RFC: Implement `delete` for `Ptr` and add `Leak` type

[scolsen]

Now that delete is an interface, we can easily implement it for Ptr and allow Carp to also manage this type, all we'd need to add is:

(implements delete Pointer.free)

since Pointer.free already has the right signature. Doing so would limit the purpose of Ptr, making it a type primarily for C interop, that still leverages Carp's memory management in carp code--previously it served a double function, being an unmanaged type also intended for interop.

Implementing delete would remove this "unmanaged memory" use case for Ptr and make it strictly an interop type, after doing so, we could neatly reintroduce this "unmanaged type" functionality with a new type Leak which is precisely an "unmanaged" pointer (core will implement delete on it as a no-op). The type name also communicates that the memory needs to be managed manually. Unsafe.leak could also return this type, indicating at the type level precisely where something was leaked in the program (the sig of this function would change from [a] () to [a] (Leak a)).

Since Leak's delete implementation would be a no-op, destructors on this type must be called manually--in other words, Leak (in core) is the type of things whose destructors must be called manually (unless one defines an implementation of delete for it downstream).

Other names could be:

Memory (this type is just raw, unmanged memory to something) Unmanged (this type is not managed) Eternal (for eternal lifetime, unless manually killed)

Why?

I think the nice thing about having a type like Leak is that it'd grant us a dedicated type in Core that communicates at the type level precisely when something is not going to be managed by Carp's borrow system. One can define interfaces against this and communicate the "unmanaged" nature of values to the user, e.g. as a library user, seeing a function with signature [b] (Leak c) would immediately indicate that I'm getting a long-lived, borrow-checker immune value that I'll have to delete/clean-up manually by calling some function on it in my Carp code--that is, I can be confident delete emissions won't free it. Or, as another example, if the body of some function in a library manually calls a special deleter on an argument, this can be partially communicated (or more so hinted at) [(Leak Foo)] b.

[scolsen]

@carp-lang/maintainers

[hellerve]

I think this is a great proposal!

An alternative would be to call for specific implementations of delete for Pointer where applicable for the user, but the problem here is non-determinism across modules/packages (if a package implements Pointer.delete, that pointer type suddenly becomes managed across all packages). I think making a clear distinction between a managed and umanaged pointer type is more principled, and leads to better code. Maybe we should even disallow delete being implemented for Leak?
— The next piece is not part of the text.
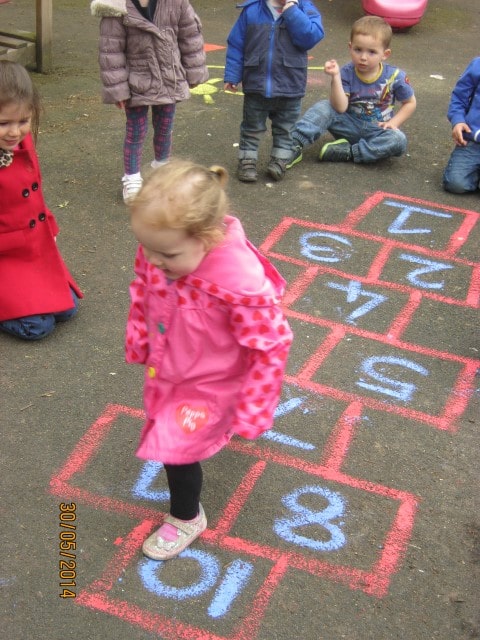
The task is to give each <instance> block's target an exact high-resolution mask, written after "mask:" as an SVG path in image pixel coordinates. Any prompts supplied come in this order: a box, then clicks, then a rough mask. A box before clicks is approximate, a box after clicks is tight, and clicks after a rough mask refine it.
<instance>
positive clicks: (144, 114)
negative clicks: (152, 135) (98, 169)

As with other generic delete templates, I think this needs to be implemented in the compiler, since it needs access to the deleter of the contained type, and it probably needs to emit a dependency.

[hellerve]

Another thing to note is that the behavior of address would need to change: it would either need to consume the data and return a pointer (since the data is then managed through the pointer) or take a ref and return Leak. We could also make it polymorphic such that it’s equivalent to having both:

(sig address (Fn [(Ref a)] (Leak a)))
(sig address (Fn [a] (Ptr a)))

[scolsen]

Thanks, @hellerve, you raise important points!

Maybe we should even disallow delete being implemented for Leak?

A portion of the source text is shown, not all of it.